People who are demoralized quit when they are not rewarded for their hard work

Ben, one of the  deputies referred to above said in an interview that Sid once said to him, “I value the loyalty of my staff to the Department” to which Ben replied, “My loyalty isn’t to you, it’s to the company“.

As you can imagine, both deputies eventually suffered a loss of morale, reducing the quality of their work and one has now retired, while the other went to a similar company in a position with significantly higher pay and prestige.

You have a greater chance of retaining quality employees when they can see reward for their labor and are incentivized. Dragging your feet about raises or juicy assignments can backfire big time.

Business suffers when you don’t promote from within

Sid Daniels’ IT department took a hit losing two of its best minds and ended up outsourcing significant technical functions, adding a level of red tape for new process approvals. While he kept his salary, he was eventually demoted to a position with less responsibility. Short-sightedness on Sid’s part had a negative impact on his department and the whole company.

Those companies that regularly promote from within always have a leadership pipeline with superstars in the wings when high level positions need filling. These companies, according to business researcher and author Jim Collins, are also the ones standing the best chance of becoming great for the long haul.

Smart people need to grow

Potential is realized when people are put in situations that demand greater challenges than their present positions. Otherwise potential remains latent. Employees may stagnate in their roles or leave.

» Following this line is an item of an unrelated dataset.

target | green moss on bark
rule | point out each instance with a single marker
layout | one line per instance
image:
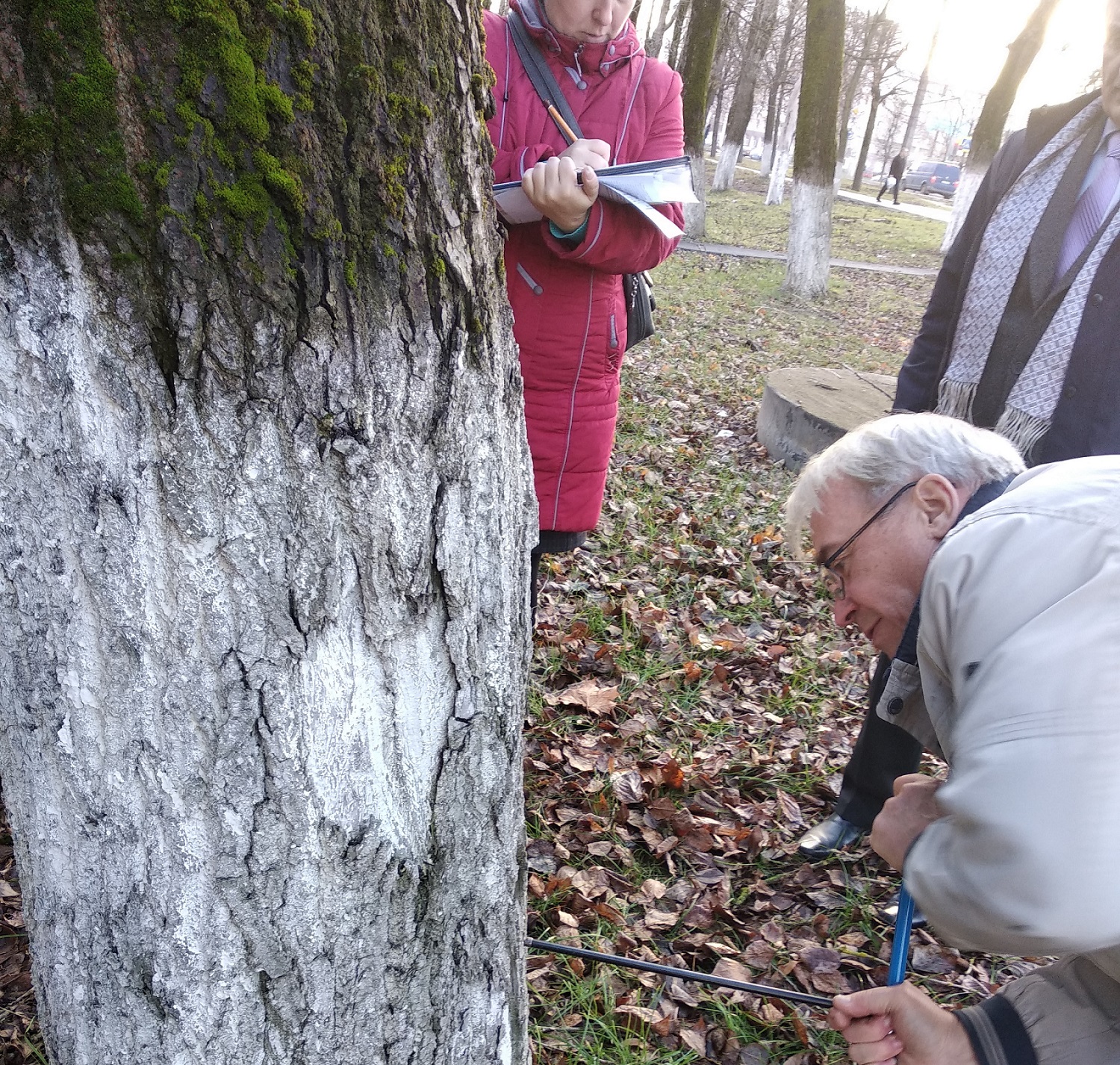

On a more global scale, from industries to nations, there is “brain drain” (or “human capital flight) when brilliant, talented workers leave for better pay or work conditions. Sometimes the pay isn’t even better but they feel recognized, appreciated, and they feel can learn something new and test the limits of their capability.

It’s just the right thing to do

“Let my ceiling be your floor” is one of my favorite philosophies as a leader and mentor. Giving people greater authority and creative license to do their best work is its own reward. Even if these employees eventually leave and do even greater things with other companies, it’s a feather in your cap. It also creates an apprentice culture within your organization.

Take pleasure that under your tutelage the world has been blessed with another dynamo as a leader, innovator, or game-changer. Let them go!